The man that Pulteney Street was named for, however, wasn’t nearly so cool (depending on your definition of cool). Admiral Sir Pulteney Malcolm was a British naval officer and an early colonialist. Son of a humble sheep farmer, Malcolm rose to fame and success within his profession, which we’re sure is why he’s been commemorated with a street. Unfortunately for him, old mate never visited Australia.
Aussie Disposals landed on Pulteney after the Pirie Street store was destroyed by a fire in a neighbouring building. More than 10 years later, the Pulteney Street store is going stronger than ever – making it the busiest Aussie Disposals store in South Australia. It’s not really a shock to us – when it stocks everything from Blundstone work boots and thermal undies to swags and waders, we wonder what more a CBD frequenter could want from one store.
BNKR store sits on the corner of Rundle Mall and Pulteney, just around the corner from the global office of its parent company, Australian Fashion Labels. Opened in 2014, BNKR is home to Adelaide-designed labels C/MEO Collective, Finders Keepers The Label, Keepsake The Label, The Fifth Label, and Jaggar Footwear. They also stock local jewellery label, Cinquante, at the counter, for those in need of an entire outfit pronto.

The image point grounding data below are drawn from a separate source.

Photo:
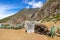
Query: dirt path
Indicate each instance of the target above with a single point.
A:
(10, 34)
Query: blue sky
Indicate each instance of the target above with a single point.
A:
(10, 7)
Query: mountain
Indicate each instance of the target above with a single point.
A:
(50, 11)
(24, 14)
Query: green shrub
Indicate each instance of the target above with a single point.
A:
(52, 31)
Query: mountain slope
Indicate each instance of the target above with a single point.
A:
(50, 11)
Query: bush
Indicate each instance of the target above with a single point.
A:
(52, 31)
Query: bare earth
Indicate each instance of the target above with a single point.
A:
(10, 34)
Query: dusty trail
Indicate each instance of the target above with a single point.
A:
(10, 34)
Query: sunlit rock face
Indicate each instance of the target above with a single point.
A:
(29, 26)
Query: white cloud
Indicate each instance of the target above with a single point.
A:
(34, 4)
(4, 10)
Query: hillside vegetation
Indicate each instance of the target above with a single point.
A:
(50, 11)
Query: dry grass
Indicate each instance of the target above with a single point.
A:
(10, 34)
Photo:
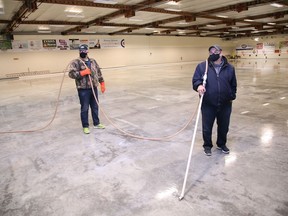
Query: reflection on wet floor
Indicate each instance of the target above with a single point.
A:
(61, 171)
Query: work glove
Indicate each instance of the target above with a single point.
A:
(102, 87)
(85, 72)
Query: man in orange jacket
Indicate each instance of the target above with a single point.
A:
(80, 70)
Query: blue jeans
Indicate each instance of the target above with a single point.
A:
(87, 99)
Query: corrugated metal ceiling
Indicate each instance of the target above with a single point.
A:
(196, 18)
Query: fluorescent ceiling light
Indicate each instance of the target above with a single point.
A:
(43, 28)
(105, 1)
(74, 10)
(134, 20)
(57, 26)
(276, 5)
(172, 3)
(172, 9)
(222, 16)
(44, 31)
(75, 15)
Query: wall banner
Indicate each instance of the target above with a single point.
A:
(112, 43)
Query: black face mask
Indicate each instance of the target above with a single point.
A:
(83, 55)
(214, 57)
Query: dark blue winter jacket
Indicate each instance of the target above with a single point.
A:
(220, 89)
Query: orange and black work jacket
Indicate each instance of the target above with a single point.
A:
(220, 87)
(83, 82)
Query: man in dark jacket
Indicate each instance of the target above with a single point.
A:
(80, 70)
(218, 94)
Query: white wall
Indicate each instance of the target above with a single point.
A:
(262, 53)
(139, 50)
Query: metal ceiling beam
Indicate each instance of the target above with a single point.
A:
(28, 6)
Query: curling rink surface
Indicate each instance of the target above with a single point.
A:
(59, 171)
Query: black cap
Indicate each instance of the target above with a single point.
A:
(217, 47)
(83, 47)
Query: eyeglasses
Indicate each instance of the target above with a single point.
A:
(215, 51)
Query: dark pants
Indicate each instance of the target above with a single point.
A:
(87, 99)
(222, 115)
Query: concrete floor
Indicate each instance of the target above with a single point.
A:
(62, 172)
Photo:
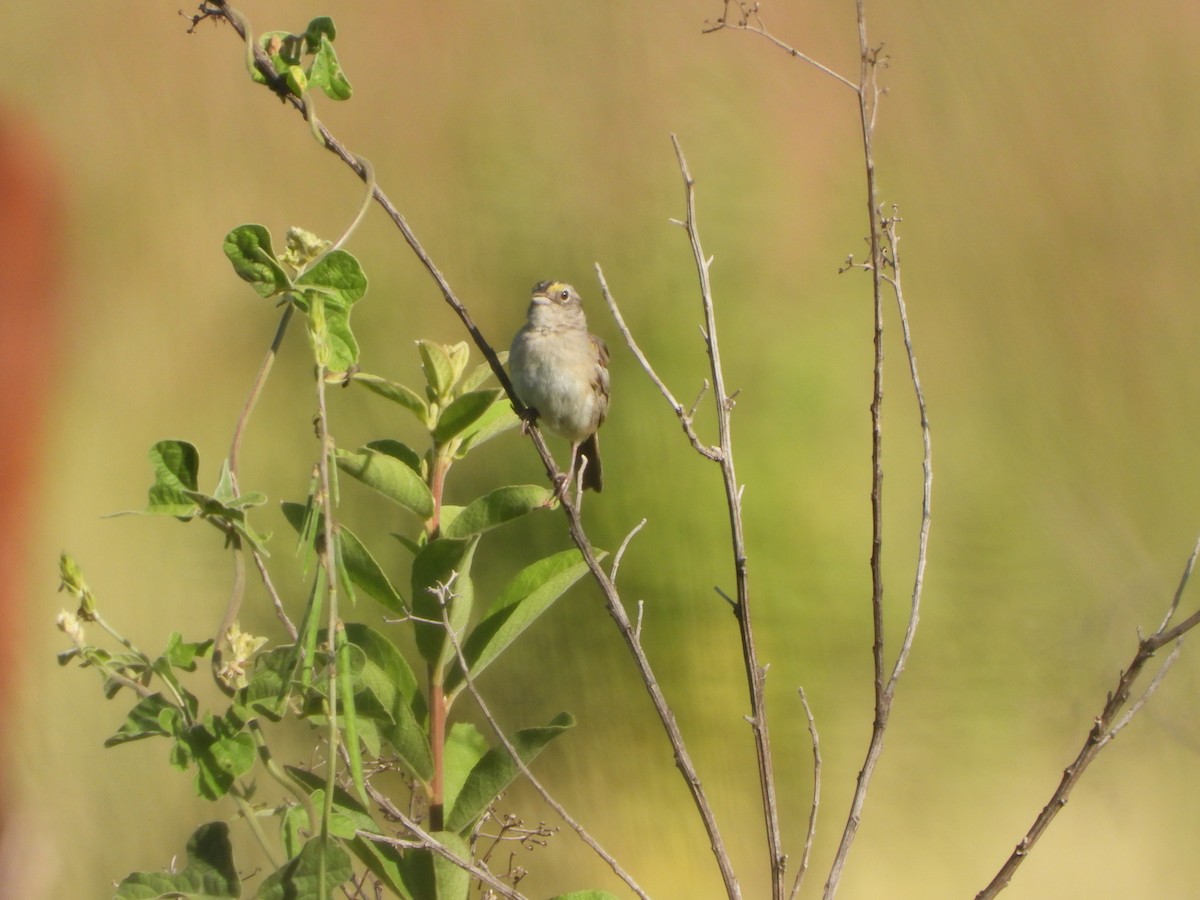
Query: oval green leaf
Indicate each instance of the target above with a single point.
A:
(389, 477)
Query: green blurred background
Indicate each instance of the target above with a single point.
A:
(1044, 160)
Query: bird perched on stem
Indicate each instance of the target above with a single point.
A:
(561, 372)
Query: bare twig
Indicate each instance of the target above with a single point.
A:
(621, 551)
(749, 19)
(685, 415)
(1104, 729)
(810, 837)
(883, 245)
(612, 599)
(443, 599)
(756, 675)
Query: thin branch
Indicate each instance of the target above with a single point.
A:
(621, 551)
(756, 675)
(684, 415)
(427, 841)
(612, 599)
(883, 691)
(881, 231)
(810, 837)
(927, 462)
(749, 19)
(1104, 729)
(442, 595)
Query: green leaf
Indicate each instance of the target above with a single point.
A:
(150, 718)
(367, 574)
(397, 394)
(496, 508)
(175, 466)
(496, 420)
(433, 877)
(321, 27)
(349, 817)
(337, 276)
(463, 412)
(270, 682)
(399, 450)
(528, 595)
(480, 373)
(183, 654)
(443, 562)
(389, 477)
(497, 771)
(349, 719)
(221, 750)
(438, 367)
(301, 879)
(327, 293)
(463, 749)
(388, 681)
(209, 875)
(249, 247)
(325, 72)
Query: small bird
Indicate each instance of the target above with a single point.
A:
(561, 372)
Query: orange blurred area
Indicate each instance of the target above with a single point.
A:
(1043, 161)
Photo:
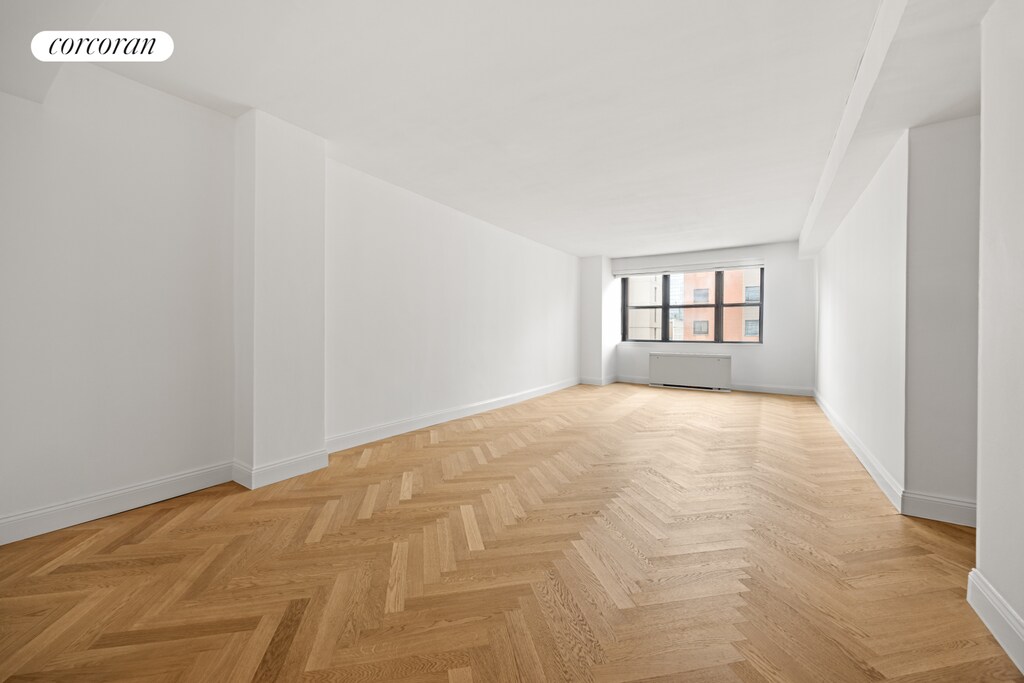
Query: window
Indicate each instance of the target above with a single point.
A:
(720, 306)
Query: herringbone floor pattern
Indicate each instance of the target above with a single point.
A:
(611, 534)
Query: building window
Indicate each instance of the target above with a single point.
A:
(720, 306)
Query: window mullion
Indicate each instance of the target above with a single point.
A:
(719, 309)
(626, 309)
(665, 307)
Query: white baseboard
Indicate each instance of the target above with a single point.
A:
(254, 477)
(940, 508)
(774, 388)
(759, 388)
(360, 436)
(884, 479)
(997, 614)
(51, 517)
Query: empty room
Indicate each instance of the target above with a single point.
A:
(511, 340)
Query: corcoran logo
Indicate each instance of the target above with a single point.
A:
(101, 46)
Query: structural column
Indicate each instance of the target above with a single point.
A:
(279, 300)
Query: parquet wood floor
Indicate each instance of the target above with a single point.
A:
(611, 534)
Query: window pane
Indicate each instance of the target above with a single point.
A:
(644, 324)
(691, 324)
(741, 324)
(645, 290)
(741, 286)
(688, 288)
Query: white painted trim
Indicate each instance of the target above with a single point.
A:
(759, 388)
(254, 477)
(377, 432)
(51, 517)
(774, 388)
(997, 614)
(883, 478)
(940, 508)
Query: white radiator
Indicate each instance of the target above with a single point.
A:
(691, 371)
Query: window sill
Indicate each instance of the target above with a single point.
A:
(707, 343)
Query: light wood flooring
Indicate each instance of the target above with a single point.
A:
(611, 534)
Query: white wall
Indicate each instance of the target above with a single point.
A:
(116, 339)
(600, 321)
(861, 366)
(941, 321)
(279, 300)
(784, 363)
(996, 588)
(432, 313)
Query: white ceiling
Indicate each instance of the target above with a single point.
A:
(595, 126)
(932, 73)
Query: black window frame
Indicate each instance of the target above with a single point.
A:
(719, 305)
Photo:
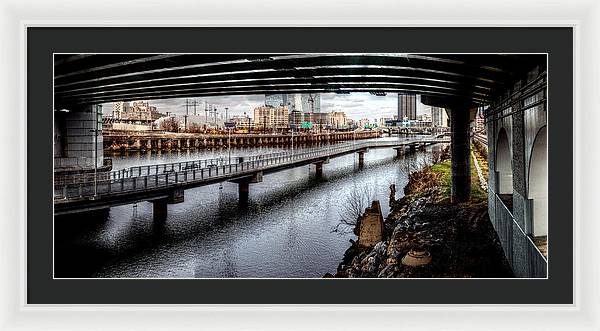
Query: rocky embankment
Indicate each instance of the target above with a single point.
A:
(427, 236)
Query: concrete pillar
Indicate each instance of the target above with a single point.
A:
(399, 151)
(361, 159)
(244, 185)
(176, 195)
(244, 191)
(319, 169)
(159, 209)
(460, 153)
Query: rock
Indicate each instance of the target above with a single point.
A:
(388, 271)
(380, 248)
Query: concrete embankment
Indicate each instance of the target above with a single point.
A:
(426, 236)
(125, 141)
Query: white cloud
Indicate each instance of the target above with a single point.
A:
(355, 105)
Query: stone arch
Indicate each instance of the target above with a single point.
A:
(537, 190)
(503, 163)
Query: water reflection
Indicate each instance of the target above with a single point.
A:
(285, 230)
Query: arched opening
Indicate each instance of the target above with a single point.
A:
(503, 164)
(538, 184)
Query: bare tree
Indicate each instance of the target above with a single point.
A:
(353, 207)
(414, 163)
(170, 124)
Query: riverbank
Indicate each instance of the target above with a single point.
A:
(425, 236)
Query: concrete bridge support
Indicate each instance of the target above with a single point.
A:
(159, 209)
(361, 159)
(319, 169)
(244, 186)
(399, 151)
(460, 154)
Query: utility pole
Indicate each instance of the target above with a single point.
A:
(95, 130)
(206, 112)
(187, 103)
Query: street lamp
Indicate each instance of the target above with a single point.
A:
(95, 130)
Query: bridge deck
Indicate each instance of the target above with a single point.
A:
(154, 181)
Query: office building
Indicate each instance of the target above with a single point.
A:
(407, 106)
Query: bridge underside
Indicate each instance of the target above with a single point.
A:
(459, 83)
(94, 79)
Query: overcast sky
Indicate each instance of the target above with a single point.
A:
(355, 105)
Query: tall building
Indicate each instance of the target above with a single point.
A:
(119, 108)
(407, 106)
(311, 102)
(295, 119)
(139, 111)
(439, 117)
(337, 120)
(294, 102)
(276, 100)
(271, 118)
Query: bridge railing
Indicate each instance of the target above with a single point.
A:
(521, 252)
(163, 175)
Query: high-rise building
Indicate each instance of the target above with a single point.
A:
(311, 102)
(337, 120)
(295, 119)
(271, 118)
(439, 117)
(119, 108)
(407, 106)
(276, 100)
(294, 102)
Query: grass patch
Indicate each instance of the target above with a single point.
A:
(444, 168)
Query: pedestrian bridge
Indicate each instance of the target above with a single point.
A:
(165, 183)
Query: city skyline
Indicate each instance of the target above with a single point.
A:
(357, 105)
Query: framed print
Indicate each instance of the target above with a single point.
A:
(281, 171)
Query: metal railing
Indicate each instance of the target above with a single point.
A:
(525, 258)
(158, 176)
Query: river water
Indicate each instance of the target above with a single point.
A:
(287, 229)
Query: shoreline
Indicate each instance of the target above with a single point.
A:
(425, 236)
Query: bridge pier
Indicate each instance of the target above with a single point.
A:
(361, 159)
(399, 151)
(319, 169)
(176, 195)
(159, 209)
(460, 155)
(244, 186)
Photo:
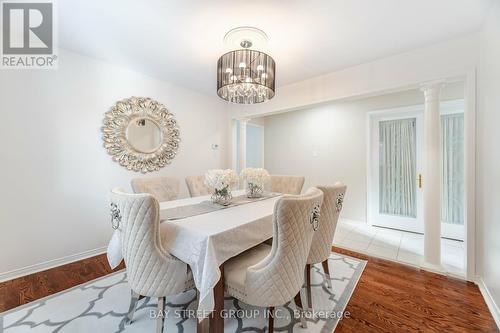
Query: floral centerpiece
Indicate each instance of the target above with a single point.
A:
(255, 179)
(221, 182)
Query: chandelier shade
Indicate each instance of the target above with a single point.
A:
(246, 76)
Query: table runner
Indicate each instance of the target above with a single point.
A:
(206, 241)
(207, 206)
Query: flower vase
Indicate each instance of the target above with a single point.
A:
(254, 190)
(222, 197)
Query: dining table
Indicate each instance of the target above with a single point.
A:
(206, 235)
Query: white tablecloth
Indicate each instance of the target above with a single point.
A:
(206, 241)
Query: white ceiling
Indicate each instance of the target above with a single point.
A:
(180, 41)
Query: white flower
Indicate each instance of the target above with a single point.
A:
(257, 177)
(219, 179)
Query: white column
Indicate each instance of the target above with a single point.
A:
(431, 179)
(243, 143)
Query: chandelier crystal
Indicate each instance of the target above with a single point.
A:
(246, 76)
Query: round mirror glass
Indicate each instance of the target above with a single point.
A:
(144, 135)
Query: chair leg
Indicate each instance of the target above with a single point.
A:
(134, 299)
(308, 285)
(327, 273)
(160, 320)
(298, 304)
(271, 319)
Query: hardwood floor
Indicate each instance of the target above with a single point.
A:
(389, 297)
(31, 287)
(392, 297)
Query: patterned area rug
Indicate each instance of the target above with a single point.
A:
(100, 306)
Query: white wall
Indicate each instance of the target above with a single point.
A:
(452, 58)
(488, 156)
(329, 143)
(55, 173)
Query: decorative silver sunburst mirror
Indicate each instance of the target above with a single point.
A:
(141, 134)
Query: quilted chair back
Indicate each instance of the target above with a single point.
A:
(151, 271)
(279, 277)
(287, 184)
(162, 188)
(196, 186)
(333, 199)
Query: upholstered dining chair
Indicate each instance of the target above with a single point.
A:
(270, 276)
(151, 270)
(162, 188)
(321, 248)
(196, 186)
(287, 184)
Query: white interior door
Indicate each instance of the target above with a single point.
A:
(396, 164)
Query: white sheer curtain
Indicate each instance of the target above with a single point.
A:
(397, 187)
(452, 152)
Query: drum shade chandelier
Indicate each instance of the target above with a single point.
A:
(245, 75)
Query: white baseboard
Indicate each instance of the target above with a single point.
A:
(490, 302)
(5, 276)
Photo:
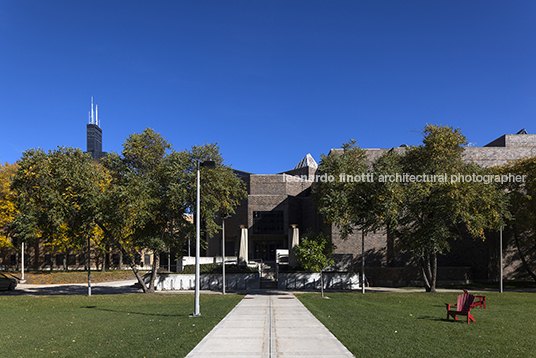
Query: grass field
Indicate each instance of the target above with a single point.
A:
(133, 325)
(415, 325)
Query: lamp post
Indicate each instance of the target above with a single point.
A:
(88, 262)
(223, 251)
(206, 164)
(500, 254)
(363, 260)
(22, 279)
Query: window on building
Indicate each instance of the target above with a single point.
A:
(71, 260)
(268, 222)
(59, 260)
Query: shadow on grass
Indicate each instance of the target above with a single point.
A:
(137, 313)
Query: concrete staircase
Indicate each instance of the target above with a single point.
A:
(268, 276)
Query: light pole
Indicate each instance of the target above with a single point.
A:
(363, 260)
(206, 164)
(223, 251)
(88, 262)
(22, 280)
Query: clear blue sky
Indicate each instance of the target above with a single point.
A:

Clarity Records have called Pulteney Street home for a decent chunk of time – they opened in April of 2010 and have been selling records and hosting events ever since. It feels weird to put down in words, as it almost goes without saying, but Clarity have a community about them – something they’ve cultivated through things like regular in-store performances and band signings.
The most aesthetically pleasing food destination on Pulteney Street is also one of the yummiest. Sukhumvit Soi 38 does Thai street food to a high standard, and with a strong focus on inclusivity. It’s a vego and vegan frequent, as the chefs happily serve all vegetarian dishes vegan when requested. They also pride themselves on sourcing all meat, veg, and seafood locally (unless absolutely impossible). When we walked in, we ordered Plaa Kung – Crispy fried SA King prawn salad with lemongrass, mint, shallot coriander and homemade chilli jam.
What was once a commercial kitchen is now The Griffins Hotel – an Adelaide pub stalwart with a reputation as one of the city’s best function venues. It’s had that rep for a fair while now, says General Manager Drew Blackwell, but some serious effort was put into expanding the pub’s functionality when renovations to incorporate the neighbouring building (previously Hi-fi Acoustics) began.
Fun fact: you can get more than a beer and a bowl of wedges at The Griffins – punters might also get special visit from the local ghost, Rose.
It goes without saying. Everyone has eaten at Jasmin – Elton John, Gough Whitlam, John Howard, Billy Connolly, Marco Pierre White. The much-awarded North Indian-inspired restaurant was established in 1980 by the Singh-Sandhu family, and has continued to be helmed by Mrs Singh. If you’re going to Jasmin, we recommend you make a thing of it. You’re worth it. It’s worth it.
Asian Taste Lunch Express
Those who have studied or worked around the Eastern end of Rundle Mall know all too well the value of Renaissance Arcade’s food offerings. Cheap, fast and delicious – the three most important gastronomic factors – are constantly delivered in Renaissance’s international food hub.
Boasting the cheapest bahn mi in the Rundle area, Asian Taste is a particular favourite. Practically gourmet (greens AND cooked meats or meat substitutes), the Asian Taste bahn mi sets foodies back less than $5 – prices vary depending on the meat option, but a fiver is all that’s needed. So, it was a sad moment when we learned an upcoming development spells the end of Asian Taste. The shop will be closed in about two weeks, never to reopen again. Get it while you can.